What I'm saying is: brave, considerate, honest and smart does not equal BORING. Laurel Snyder's Any Which Wall is a Penderwick-y book, a Nesbitty
book, an avowedly Eager-y
book, featuring four children who discover a wall that works magic, and who must figure out how to use it and what it can do. Once they've got that sorted, the next step for each kid is to decide - what to wish for. What's YOUR heart's desire? Hard to say? Try making that decision when you're six.
But while each child makes this decision based on his or her own interests (Henry wants pirates, Roy chooses American history, little Emma wants a castle, while big girl Susan just wants to see her best friend again), their adventures give each kid the opportunity to exercise underused muscles: independence, honesty, logic, compassion. I've often heard it said that kids practice known skills at home, but they learn new things on vacation. Well, my husband implies that he read this somewhere, every time he tries to justify taking a few days off and blowing town together.

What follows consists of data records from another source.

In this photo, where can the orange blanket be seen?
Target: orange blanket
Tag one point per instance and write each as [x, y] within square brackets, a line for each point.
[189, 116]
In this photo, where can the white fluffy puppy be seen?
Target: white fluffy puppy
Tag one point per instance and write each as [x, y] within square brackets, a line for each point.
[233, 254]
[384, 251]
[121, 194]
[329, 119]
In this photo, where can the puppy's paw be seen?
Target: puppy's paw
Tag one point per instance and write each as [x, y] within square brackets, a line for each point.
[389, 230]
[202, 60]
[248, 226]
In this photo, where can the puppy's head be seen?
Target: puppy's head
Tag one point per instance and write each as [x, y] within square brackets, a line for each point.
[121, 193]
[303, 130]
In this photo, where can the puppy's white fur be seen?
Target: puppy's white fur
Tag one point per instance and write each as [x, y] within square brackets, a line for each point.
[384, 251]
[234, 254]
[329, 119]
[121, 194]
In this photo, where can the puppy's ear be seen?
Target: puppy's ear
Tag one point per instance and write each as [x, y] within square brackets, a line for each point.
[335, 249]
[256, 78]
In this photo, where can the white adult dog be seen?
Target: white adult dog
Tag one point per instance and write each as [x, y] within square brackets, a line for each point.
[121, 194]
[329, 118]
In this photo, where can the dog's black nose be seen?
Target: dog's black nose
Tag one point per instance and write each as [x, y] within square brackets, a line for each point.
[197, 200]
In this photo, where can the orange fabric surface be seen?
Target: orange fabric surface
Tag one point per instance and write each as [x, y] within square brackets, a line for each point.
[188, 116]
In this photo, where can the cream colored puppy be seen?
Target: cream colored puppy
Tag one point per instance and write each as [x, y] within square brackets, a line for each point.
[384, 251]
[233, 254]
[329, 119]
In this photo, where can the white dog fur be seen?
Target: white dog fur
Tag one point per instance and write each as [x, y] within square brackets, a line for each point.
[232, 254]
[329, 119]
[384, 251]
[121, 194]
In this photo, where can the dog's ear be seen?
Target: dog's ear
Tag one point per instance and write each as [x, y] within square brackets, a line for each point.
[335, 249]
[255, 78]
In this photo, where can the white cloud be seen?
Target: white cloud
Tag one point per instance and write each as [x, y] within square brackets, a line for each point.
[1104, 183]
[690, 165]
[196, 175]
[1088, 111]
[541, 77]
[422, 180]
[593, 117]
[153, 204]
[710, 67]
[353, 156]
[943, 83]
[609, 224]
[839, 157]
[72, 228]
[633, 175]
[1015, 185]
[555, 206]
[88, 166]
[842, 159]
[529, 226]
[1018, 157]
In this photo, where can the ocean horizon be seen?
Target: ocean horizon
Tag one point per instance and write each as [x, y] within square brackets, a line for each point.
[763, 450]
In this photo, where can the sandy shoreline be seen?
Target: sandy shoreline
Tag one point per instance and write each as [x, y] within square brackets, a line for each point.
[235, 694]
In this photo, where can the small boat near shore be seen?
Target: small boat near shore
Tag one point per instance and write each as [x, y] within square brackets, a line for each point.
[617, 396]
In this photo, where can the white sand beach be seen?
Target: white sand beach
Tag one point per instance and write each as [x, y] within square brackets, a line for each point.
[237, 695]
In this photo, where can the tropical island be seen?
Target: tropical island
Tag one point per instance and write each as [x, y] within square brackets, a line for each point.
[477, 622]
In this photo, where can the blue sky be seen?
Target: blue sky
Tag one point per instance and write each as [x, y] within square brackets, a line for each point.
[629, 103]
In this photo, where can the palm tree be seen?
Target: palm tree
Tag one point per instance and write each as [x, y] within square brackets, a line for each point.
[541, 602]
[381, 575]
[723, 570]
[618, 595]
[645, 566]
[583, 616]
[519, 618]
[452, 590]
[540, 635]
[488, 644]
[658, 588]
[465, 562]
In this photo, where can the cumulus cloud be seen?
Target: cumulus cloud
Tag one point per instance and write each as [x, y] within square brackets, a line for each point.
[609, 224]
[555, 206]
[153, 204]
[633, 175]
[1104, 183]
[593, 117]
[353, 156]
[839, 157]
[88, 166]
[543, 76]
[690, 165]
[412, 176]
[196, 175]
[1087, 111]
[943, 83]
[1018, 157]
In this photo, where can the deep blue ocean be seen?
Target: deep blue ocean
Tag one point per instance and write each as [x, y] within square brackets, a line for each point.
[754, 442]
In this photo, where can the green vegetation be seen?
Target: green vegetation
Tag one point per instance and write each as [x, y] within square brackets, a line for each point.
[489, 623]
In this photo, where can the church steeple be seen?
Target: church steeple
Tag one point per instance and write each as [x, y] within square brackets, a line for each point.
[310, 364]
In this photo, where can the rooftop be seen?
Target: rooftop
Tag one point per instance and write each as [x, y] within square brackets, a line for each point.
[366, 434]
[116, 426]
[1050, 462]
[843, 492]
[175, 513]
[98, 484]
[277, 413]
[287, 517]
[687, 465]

The writing is clear and pleasant - Laurel Snyder has a particular gift for describing place (when the kids visit New York City, and the subway emerges from the tunnel to cross the East River, her description of the graffiti-ed buildings seen from above made me nostalgic for a daily commute I haven't taken for almost ten years), and her dialogue is natural and unaffected.
LeUyen Pham I have to guess was just a shiny shiny gift from Laurel's editor. Nobody draws regular kids, with their quirks of gesture and occasional annoyed expression, like Ms. Pham. Between the two of them, they've created four children as real as the kids playing LEGO in the dining room at this very minute.